Create a liquid rainbow!


1. A few paper cups (As many as the number of food colors + one more)
2. Water
3. Food color (It would be good if you use all the seven colors of rainbow)
4. Salt
5. A transparent tube about a foot long with a bit small diameter
6. A funnel that will fit in the transparent tube
7. Some scotch tape or duct tape


1. At first add an equal amount of water to each cup.
2. Then add a few drops of food coloring to each cup.
3. Add no salt to the first cup.
4. Add two tablespoons of salt to the 2nd cup.
5. Then add four tablespoons of salt to the third cup.
6. Raise two more tablespoons of salt for the next cup, two more for the next cup and so on.
7. Now stir the salt added cups with spoon.
8. Use scotch tape or duct tape to seal up one end of the tube.
9. Now check out your record to see which one of the colored solution has the most salt in it.
10. Use the funnel to pour some of that solution into the tube to 1 inch.
11. Then pour about 1inch of the solution that has the 2nd greatest amount of salt in it.
12. Continue pouring rest of the different colored solutions into the tube like this. And also remember to pour the colored solution in descending order of the amount of salt. For example, the mixer with the first greatest salt poured first, mixer with 2nd greatest salt poured second etc.
13. Now observe and write down what the water tube looks like.

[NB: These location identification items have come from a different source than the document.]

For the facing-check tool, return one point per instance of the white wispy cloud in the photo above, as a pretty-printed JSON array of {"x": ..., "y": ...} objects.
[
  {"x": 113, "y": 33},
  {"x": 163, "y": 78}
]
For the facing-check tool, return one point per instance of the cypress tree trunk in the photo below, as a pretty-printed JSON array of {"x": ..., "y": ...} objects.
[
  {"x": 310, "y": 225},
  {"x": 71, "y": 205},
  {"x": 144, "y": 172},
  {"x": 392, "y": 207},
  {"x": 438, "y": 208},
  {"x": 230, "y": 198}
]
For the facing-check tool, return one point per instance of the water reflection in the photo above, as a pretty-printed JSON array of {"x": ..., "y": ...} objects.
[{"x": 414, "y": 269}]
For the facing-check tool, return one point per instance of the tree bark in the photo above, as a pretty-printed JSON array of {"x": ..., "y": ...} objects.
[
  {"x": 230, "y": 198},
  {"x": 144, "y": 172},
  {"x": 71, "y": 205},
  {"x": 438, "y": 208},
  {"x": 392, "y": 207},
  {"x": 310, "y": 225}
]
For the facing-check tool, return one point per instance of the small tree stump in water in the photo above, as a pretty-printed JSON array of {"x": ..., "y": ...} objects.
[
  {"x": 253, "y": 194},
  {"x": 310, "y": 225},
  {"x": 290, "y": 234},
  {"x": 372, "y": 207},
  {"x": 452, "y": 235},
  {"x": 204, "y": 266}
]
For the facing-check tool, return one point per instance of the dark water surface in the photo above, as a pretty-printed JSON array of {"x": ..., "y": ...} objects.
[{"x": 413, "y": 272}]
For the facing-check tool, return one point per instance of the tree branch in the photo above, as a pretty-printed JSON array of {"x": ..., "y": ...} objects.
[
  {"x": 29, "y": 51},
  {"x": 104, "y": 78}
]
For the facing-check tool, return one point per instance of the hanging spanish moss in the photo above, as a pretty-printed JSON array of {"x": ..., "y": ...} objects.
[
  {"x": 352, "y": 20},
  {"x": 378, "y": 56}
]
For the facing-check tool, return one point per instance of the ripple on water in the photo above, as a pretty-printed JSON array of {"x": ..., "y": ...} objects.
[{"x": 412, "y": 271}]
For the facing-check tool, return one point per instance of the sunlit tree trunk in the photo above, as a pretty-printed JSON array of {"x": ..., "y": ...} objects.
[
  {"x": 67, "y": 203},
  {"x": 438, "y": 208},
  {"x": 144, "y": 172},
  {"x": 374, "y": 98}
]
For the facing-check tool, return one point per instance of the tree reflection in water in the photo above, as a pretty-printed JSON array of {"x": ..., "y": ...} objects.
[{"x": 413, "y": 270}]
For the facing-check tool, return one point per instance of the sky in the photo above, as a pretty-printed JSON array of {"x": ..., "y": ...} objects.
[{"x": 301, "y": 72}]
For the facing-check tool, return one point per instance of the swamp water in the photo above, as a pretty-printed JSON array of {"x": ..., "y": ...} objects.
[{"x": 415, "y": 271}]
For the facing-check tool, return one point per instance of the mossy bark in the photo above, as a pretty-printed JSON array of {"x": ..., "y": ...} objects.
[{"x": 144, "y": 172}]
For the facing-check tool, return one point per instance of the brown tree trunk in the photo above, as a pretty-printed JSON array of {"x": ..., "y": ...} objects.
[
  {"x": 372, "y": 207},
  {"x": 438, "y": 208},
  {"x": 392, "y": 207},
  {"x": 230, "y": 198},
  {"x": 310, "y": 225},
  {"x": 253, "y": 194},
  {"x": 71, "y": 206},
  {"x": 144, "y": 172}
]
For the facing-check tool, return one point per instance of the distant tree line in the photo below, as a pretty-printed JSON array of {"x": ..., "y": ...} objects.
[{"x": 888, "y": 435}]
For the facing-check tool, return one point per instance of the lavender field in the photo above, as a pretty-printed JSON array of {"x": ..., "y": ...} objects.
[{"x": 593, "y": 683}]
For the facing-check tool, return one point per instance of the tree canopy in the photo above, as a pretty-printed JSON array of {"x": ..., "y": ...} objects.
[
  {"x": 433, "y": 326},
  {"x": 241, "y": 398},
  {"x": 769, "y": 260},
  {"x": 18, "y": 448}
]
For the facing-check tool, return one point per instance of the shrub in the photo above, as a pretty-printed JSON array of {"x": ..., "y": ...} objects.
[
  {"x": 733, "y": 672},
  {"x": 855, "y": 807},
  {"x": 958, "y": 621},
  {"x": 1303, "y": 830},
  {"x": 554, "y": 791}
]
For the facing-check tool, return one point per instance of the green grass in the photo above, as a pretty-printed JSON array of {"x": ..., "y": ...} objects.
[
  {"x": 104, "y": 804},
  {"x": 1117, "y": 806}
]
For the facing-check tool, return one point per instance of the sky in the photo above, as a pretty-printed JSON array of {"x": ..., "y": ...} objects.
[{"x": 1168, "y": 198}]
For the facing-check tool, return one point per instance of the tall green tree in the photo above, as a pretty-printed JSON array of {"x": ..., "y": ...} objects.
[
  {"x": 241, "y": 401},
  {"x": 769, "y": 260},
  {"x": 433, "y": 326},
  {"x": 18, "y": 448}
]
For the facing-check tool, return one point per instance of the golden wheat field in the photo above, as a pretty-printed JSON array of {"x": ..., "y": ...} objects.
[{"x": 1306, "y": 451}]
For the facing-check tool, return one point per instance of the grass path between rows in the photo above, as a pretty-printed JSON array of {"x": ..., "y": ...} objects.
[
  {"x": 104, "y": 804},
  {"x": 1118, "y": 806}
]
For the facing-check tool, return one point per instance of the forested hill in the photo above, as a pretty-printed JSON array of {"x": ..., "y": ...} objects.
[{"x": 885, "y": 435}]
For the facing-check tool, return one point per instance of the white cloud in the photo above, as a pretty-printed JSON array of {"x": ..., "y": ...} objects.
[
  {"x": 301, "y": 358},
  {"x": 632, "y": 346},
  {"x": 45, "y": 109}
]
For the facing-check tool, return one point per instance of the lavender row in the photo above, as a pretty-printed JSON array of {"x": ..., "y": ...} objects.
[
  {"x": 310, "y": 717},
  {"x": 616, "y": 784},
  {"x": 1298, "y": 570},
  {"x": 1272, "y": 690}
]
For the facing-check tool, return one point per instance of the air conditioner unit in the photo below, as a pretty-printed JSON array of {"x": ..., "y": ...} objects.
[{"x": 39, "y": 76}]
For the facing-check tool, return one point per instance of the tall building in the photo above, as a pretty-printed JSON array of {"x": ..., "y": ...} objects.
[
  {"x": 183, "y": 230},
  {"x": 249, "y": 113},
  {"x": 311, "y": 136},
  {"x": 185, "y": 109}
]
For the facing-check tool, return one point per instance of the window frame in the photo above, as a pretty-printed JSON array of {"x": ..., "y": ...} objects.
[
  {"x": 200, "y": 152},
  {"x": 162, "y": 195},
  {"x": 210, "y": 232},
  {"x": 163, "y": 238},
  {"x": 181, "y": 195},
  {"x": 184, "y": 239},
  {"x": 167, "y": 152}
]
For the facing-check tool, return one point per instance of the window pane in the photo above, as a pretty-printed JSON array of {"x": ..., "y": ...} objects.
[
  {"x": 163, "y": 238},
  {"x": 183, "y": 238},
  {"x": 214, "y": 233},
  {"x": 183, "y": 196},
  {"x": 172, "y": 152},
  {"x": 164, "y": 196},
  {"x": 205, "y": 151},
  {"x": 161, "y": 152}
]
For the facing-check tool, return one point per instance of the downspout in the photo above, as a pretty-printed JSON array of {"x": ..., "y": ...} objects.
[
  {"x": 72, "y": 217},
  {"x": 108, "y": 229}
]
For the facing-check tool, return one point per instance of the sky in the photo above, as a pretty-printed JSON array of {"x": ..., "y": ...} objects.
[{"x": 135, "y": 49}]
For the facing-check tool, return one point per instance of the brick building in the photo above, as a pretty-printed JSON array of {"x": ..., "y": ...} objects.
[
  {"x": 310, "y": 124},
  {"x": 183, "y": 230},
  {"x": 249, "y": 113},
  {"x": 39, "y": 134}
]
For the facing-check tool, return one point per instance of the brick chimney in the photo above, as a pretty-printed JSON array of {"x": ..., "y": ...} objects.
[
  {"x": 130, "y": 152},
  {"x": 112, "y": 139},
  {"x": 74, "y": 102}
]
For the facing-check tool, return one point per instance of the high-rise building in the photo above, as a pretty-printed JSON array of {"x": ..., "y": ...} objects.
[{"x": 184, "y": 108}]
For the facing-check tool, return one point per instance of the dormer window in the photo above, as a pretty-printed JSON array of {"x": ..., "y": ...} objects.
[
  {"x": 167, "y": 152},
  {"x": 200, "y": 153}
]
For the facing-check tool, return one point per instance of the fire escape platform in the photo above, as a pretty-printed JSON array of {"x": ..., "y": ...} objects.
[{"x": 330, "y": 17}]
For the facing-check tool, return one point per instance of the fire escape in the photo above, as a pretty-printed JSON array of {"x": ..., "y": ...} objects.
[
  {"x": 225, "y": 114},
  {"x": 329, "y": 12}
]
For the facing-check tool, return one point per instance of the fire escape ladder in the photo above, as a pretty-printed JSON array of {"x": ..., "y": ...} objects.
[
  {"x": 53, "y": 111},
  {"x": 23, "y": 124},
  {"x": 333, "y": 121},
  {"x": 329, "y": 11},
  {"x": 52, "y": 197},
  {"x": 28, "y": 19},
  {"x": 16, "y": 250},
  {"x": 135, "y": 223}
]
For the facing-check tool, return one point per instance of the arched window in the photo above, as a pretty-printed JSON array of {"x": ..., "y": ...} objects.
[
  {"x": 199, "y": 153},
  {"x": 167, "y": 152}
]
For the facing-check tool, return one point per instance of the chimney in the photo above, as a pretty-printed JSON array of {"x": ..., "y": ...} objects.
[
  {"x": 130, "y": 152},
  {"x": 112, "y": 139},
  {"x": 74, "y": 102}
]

If the colored solutions are poured in the proper order the many different colors should not mix.


Each of the different salt solutions has different works. Some solutions are lighter than others and some solutions are heavier than others. The heavier solutions will go bellow the tube and the lighter solutions will tend to float on the mixer of solutions. That’s why the colors will not mix with each other because they have different density. If you are careful enough to pour the solutions in  order of density you can create a rainbow of liquids.


If you leave your liquid rainbow untouched long enough eventually all the colors would mix. Actually the solutions start mixing with each other as soon as they come in contact with one another. That problem is solved by using a tube with small diameter. It actually minimize the amount of contact between two solutions.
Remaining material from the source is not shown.